Getting back on track after a damage to the relationship with your child
We all go through cycles, from being strong and happy in our relationship, to needing some damage control. Given our human frailty, we often make mistakes. We can become tired and less able-bodied in giving the right response at the right time. Our children are also human and may react in ways that we find unusual or confusing. This can be driven by fatigue, anxiety, misunderstanding etc. Our human condition reminds us that being in a perfect relationship is not the case all the time.
What we need to develop are some skills that help us recover from the damage and move on quickly. The last thing we want is prolonged silences or continued poor behaviour which can escalate quickly.
Consider:
We cannot always be prepared but keep the value of silence up your sleeve. In other words, when an incident happens and your readiness to respond is not there, try walking away, delaying the conversation. Quick unprepared responses can create more damage. Silence does not add to the problem. Of course, prolonged silences do.
If an incident has occurred have some suitable words ready.
‘I can see that you are not happy by your behaviours, we need to sit down and talk about it.’
Best to do this than to react to the poor behaviour
When in discussion about the breakdown, be in a calm space. If you are agitated the child will pick up the vibes and be more resistant.
Have the discussion at a time that suits you and in an environment without noise and interruption from other family members. It does not take much to unsettle such situations.
For a very young child, it is more about a tantrum, speak softly and approach it using words that are gentle and do not sound too intimidating.
If after the discussion there are some consequences, try to involve your child in making a decision about how those consequences should be. Make it a negotiation.
Timing is everything. Teachers are very skilled in choosing their time to talk to children when damage has occurred, sometimes the wait makes for a better result.
Remember that when a breakdown occurs, both yourself and your child feel poorly. Never underestimate that even though they appear angry, they are feeling the loss and trust of the relationship which they need.

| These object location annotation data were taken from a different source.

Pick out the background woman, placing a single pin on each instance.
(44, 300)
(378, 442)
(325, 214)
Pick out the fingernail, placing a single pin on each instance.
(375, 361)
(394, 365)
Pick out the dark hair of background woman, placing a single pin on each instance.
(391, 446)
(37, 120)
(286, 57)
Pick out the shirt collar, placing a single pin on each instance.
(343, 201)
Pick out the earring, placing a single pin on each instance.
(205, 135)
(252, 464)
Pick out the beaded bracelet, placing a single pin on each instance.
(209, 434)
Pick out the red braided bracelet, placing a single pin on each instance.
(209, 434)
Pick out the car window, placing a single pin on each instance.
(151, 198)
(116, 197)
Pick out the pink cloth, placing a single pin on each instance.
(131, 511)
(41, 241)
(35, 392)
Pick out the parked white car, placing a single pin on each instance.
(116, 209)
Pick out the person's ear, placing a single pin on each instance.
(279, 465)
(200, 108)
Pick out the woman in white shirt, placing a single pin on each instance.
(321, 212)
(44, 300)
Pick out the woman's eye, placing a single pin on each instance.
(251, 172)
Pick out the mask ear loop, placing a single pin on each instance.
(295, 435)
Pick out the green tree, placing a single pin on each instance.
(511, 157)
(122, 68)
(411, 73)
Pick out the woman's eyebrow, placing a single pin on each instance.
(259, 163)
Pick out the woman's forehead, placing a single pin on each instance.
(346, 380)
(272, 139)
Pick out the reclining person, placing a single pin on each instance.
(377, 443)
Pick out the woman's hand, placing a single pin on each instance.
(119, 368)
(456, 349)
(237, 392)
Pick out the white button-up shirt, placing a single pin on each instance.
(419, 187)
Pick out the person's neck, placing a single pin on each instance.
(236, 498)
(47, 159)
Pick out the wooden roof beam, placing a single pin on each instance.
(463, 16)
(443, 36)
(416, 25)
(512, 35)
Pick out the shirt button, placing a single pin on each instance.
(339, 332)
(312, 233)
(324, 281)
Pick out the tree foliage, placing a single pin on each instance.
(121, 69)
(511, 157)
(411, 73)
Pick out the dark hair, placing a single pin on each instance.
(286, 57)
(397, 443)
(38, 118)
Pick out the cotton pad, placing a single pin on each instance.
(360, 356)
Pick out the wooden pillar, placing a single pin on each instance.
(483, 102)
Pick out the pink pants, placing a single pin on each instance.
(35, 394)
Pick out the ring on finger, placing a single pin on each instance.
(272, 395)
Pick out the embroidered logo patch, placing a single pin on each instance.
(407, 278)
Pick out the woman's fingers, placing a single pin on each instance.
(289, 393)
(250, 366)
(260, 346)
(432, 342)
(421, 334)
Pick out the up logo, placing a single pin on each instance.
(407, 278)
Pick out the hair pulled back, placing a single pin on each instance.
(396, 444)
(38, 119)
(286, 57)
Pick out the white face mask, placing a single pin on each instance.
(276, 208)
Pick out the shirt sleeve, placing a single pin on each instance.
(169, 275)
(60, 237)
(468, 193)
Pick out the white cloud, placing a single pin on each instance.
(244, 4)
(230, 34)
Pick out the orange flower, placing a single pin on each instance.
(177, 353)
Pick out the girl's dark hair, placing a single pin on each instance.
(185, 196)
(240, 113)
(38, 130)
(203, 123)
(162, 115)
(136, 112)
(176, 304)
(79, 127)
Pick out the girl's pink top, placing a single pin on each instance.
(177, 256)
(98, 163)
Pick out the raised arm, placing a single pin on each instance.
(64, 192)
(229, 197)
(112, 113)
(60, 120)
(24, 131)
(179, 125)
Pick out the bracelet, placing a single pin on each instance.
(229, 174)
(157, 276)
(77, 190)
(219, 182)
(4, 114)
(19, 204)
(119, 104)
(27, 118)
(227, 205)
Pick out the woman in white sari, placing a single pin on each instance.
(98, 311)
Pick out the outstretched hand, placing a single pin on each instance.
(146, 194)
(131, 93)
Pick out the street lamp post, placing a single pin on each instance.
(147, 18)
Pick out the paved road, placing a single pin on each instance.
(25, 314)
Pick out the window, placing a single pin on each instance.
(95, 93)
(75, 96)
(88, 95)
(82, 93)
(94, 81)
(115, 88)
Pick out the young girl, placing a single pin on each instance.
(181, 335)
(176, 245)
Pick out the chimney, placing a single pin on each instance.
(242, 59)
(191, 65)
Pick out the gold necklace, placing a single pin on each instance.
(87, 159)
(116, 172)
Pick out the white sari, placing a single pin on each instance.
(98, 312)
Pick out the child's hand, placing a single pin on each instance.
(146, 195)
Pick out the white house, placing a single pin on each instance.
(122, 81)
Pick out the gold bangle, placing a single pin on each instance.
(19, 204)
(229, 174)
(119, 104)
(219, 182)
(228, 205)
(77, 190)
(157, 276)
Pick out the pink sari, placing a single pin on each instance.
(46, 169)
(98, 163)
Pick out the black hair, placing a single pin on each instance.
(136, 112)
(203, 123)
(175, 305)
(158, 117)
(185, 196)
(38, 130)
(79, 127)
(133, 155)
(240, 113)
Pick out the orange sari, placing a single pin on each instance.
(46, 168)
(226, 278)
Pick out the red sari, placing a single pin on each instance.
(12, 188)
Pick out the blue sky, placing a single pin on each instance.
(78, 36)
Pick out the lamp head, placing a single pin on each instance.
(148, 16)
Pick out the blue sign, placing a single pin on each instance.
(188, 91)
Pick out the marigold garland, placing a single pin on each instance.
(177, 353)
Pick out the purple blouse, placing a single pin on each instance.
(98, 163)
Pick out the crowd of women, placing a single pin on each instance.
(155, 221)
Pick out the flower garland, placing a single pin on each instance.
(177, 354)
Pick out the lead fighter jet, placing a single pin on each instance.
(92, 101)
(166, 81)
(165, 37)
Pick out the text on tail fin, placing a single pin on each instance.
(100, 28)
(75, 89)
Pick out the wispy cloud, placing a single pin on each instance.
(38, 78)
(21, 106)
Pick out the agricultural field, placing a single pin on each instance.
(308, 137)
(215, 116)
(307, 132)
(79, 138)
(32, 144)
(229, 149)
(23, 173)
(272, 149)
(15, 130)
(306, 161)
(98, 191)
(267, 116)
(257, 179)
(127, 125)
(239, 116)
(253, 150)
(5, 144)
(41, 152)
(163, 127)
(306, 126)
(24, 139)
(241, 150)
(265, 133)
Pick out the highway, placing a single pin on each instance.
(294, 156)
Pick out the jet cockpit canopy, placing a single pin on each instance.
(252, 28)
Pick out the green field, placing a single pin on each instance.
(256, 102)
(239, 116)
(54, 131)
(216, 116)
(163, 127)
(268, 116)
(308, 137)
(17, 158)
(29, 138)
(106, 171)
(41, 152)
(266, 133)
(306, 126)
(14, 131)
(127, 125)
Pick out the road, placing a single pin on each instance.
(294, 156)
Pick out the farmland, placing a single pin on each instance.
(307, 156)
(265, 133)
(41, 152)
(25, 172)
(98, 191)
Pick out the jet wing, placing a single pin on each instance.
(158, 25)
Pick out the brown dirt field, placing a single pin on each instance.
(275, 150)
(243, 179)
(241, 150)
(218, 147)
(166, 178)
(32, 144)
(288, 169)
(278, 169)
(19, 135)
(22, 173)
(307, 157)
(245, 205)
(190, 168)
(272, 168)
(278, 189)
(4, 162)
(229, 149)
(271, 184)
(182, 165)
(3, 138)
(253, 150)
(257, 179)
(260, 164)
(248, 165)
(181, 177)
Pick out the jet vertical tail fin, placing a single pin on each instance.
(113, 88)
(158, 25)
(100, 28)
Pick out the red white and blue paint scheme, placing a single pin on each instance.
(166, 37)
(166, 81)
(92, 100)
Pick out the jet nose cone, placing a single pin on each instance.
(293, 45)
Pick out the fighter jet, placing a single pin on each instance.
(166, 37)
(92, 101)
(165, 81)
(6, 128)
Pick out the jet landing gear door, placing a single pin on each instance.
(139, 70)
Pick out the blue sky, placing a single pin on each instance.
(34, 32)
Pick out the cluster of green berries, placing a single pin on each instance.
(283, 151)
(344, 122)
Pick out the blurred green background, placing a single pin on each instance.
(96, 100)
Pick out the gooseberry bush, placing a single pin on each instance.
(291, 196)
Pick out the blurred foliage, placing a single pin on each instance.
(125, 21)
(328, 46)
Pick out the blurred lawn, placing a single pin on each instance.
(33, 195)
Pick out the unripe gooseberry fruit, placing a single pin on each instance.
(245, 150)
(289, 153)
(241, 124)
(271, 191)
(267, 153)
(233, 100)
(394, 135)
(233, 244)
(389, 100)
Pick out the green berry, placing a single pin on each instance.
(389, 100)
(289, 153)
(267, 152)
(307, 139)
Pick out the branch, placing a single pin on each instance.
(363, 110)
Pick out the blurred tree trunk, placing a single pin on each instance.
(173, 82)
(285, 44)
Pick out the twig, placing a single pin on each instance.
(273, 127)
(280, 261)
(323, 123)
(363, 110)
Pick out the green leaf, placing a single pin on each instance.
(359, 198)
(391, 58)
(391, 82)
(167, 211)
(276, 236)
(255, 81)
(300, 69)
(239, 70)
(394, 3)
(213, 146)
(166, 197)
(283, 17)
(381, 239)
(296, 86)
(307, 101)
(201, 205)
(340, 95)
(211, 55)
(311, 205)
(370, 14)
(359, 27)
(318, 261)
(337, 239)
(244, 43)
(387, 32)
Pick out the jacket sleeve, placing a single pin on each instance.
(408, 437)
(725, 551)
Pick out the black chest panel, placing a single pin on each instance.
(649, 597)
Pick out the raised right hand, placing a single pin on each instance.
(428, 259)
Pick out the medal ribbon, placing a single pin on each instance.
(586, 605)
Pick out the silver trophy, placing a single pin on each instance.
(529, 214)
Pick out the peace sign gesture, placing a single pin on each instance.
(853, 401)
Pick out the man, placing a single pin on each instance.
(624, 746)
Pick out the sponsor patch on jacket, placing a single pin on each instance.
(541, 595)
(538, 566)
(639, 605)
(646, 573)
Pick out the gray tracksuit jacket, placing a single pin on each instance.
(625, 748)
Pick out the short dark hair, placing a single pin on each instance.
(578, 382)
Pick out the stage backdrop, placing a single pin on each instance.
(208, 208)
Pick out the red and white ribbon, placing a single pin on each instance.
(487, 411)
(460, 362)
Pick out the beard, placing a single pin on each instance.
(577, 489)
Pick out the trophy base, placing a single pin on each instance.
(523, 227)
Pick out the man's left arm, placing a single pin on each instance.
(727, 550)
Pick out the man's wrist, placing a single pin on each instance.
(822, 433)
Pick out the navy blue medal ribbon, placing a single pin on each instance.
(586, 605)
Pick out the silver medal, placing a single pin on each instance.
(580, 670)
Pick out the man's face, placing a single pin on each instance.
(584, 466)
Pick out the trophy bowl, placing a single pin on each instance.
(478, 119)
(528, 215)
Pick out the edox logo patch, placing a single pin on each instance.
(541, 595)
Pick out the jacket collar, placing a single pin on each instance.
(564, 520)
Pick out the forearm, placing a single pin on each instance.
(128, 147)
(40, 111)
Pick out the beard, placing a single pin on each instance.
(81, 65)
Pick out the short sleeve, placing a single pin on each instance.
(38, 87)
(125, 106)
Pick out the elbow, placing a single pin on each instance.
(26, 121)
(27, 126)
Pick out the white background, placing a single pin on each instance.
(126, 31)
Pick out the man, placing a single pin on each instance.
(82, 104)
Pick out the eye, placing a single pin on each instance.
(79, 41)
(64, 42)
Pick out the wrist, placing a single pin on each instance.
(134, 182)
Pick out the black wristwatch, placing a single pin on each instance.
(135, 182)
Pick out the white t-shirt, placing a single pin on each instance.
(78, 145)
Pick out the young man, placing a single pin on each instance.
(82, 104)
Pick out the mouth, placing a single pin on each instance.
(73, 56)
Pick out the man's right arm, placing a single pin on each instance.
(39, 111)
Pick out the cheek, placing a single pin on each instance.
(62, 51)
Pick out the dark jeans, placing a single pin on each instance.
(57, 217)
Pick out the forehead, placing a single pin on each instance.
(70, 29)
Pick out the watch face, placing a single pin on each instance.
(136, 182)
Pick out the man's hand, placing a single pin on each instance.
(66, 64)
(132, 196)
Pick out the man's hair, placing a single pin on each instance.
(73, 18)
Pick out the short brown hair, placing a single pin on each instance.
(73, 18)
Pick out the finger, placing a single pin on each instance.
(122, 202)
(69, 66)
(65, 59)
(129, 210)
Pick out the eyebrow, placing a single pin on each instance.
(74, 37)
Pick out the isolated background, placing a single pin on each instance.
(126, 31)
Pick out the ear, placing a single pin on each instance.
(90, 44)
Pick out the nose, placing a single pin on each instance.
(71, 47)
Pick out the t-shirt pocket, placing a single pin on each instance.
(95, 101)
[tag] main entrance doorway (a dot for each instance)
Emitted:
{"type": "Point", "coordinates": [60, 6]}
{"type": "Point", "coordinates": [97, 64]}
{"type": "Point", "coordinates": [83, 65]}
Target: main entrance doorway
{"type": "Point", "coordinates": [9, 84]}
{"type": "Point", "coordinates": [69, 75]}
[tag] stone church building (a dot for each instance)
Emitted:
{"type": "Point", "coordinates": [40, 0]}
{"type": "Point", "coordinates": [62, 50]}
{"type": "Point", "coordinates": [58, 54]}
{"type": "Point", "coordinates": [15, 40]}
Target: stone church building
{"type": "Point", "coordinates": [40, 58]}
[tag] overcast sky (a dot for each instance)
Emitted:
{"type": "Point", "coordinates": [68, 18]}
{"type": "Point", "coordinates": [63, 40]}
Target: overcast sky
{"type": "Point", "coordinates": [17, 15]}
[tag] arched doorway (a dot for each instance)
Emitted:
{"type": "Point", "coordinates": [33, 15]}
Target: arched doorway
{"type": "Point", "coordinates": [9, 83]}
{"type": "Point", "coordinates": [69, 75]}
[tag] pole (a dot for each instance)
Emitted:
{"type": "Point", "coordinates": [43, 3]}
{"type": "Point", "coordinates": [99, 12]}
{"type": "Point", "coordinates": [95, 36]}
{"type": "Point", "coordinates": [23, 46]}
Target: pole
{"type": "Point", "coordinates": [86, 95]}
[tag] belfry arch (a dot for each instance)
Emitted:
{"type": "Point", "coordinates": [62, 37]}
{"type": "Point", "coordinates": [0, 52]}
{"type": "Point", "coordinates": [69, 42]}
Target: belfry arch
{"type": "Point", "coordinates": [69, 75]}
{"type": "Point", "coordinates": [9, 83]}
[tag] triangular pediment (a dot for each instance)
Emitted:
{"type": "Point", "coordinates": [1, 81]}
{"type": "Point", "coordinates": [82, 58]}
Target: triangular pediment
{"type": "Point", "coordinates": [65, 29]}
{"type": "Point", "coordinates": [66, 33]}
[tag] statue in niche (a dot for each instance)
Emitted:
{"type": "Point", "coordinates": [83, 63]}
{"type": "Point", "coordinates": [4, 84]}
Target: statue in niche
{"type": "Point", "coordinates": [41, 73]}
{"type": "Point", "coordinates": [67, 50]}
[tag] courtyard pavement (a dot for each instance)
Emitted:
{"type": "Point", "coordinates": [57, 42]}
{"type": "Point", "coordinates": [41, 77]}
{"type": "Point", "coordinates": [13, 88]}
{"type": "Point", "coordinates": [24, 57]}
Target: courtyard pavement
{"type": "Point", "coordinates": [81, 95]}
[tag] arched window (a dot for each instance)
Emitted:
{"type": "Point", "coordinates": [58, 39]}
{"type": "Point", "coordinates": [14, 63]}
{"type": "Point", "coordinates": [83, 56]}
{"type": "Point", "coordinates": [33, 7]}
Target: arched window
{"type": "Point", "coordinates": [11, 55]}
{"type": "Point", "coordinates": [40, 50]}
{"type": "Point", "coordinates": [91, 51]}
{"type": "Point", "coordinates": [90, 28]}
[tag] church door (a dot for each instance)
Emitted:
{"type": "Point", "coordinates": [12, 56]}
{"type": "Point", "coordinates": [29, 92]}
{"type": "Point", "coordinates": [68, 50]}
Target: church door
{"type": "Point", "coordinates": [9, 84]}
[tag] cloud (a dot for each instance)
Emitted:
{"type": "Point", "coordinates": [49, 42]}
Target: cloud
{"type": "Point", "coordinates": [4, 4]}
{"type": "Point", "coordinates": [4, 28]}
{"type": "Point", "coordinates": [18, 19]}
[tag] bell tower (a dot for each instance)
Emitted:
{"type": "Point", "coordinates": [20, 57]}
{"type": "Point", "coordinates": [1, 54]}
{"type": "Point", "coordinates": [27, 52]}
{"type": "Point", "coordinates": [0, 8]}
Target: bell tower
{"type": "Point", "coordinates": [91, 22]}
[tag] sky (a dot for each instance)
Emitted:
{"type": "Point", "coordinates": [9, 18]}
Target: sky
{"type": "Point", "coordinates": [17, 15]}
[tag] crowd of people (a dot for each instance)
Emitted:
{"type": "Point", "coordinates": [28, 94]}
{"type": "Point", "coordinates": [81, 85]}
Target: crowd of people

After there is reparation, keep the mood positive and make sure that you have moved on. Carrying residual anger or disappointment can only further damage the relationship and delay healing.
Finally, keep in mind that no matter how sad or disappointed you feel about the breakdown, you are dealing with a child’s problem. Keep things into perspective so that life goes on, both you and your child are happy and peace in your relationship continues.
‘The wound is not my fault. But the healing is my responsibility.’